||
Evaluation on AGI/GPT based on the DIKWP for ColossalChat
AGI-AIGC-GPT Evaluation Laboratory Report Series
Guojun Hou nickhou1986@gmail.com
April 13, 2023
Hainan University
Abstract:
The development of General Artificial Intelligence (AGI) and generative pre-trained Transformer (GPT) technologies has attracted widespread attention. However, current AGI/GPT evaluation and testing methods are mostly limited to subjective cognitive experience, and still lack an objective, effective, and unified evaluation system and evaluation standards. To address the lack of objectivity in describing the functional completeness and ability system of intelligence in existing AGI/GPT evaluation and testing technologies and methods, this study proposes a more complete evaluation and testing system based on DIKWP. The framework proposed in this article addresses the problems of fragmentation, divergence, and excessive emphasis on subjective experience in current GPT and AGI testing and evaluation systems, providing a relatively complete and systematic testing framework for subsequent capability evaluation of AGI and GPT technologies.
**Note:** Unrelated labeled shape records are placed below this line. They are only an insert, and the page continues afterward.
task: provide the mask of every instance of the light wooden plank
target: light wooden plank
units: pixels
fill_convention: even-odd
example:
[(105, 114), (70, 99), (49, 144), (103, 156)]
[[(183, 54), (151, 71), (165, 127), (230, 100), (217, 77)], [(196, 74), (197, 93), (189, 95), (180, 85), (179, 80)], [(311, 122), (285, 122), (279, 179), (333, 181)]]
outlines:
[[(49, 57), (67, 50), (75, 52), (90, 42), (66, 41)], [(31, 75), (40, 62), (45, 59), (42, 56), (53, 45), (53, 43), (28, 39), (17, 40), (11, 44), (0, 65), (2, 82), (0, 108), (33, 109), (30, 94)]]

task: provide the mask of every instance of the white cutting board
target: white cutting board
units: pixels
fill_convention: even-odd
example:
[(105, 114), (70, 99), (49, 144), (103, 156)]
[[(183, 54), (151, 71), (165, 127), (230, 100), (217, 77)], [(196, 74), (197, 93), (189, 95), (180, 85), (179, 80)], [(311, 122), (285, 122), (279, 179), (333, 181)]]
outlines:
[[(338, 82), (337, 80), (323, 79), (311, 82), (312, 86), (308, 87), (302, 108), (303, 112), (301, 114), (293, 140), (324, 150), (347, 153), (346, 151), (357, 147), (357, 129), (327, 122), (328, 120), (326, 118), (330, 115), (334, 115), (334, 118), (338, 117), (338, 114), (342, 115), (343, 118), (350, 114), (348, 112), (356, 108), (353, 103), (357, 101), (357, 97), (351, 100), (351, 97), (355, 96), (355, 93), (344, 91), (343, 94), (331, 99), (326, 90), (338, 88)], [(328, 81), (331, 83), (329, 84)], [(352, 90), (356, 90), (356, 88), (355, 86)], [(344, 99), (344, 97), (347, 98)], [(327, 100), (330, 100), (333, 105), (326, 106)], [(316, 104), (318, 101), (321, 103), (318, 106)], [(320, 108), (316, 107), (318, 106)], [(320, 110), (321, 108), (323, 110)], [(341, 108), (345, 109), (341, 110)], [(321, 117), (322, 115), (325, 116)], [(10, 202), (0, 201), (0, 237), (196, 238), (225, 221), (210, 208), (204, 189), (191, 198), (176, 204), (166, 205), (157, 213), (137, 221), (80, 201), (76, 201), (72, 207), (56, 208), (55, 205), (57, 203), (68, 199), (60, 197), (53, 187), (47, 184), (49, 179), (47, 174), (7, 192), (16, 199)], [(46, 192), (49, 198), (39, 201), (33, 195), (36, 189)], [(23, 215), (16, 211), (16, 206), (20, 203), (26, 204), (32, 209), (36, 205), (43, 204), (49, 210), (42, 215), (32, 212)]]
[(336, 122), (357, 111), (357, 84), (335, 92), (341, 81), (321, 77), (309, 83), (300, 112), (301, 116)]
We evaluated the Colossal-AI product "ColossalChat" using this framework. Due to ColossalChat's limited support for the Chinese language, this report will be evaluated and written in English.
Keywords: AGI, GPT, DIKWP, AGI Evaluation Framework
1. Introduction:
In recent years, researchers have shown increasing interest in cognitive artificial intelligence technology. The emergence of generative and general artificial intelligence has greatly enhanced human understanding of various digital resources and has been widely applied in fields such as text processing, machine translation, and image processing. In particular, the recently popular ChatGPT and GPT-4 have demonstrated powerful intent understanding and logical reasoning capabilities. Related research in specific human job fields, such as medicine, programming, mathematics, law, and digital creativity, suggests that their level of performance has already reached a level similar to that of human experts.
Numerous AGI and GPT testing methods have been widely applied to general and specific research, such as in medicine. While AGI is qualitatively described as a data-driven aggressive method under the data relay mode, it is increasingly demonstrating information extraction, knowledge inference, intelligent strategies, and intent analysis in terms of interactive performance. This reflects the semantic association and transformation of data, information, knowledge, wisdom, and intent in the data representation space and Bayesian processing. However, current evaluation methods pose significant challenges to evaluators' cognition and still lack effective, consistent, and objective evaluation systems and control standards. Current evaluations mainly reflect fragmented, divergent, and excessively experiential problem interactions, with subjective interpretations of the same results. The lack of an effective, objective, and comprehensive evaluation system not only leads to confusion in the development and planning direction of large models but also poses obstacles to the governance of AGI. Therefore, based on the DIKWP framework, this article demonstrates a more complete testing system. By graphping digital resources to the DIKWP model and expression system and transforming digital interaction into DIKWP system interaction, a complete closed intelligent AI target graphping space can be formed for AGI. Furthermore, based on the transformation of difference space and uncertainty space, a complete AI evaluation space is constructed, providing a more objective, comprehensive, and consistent method for evaluating AGI and GPT technologies.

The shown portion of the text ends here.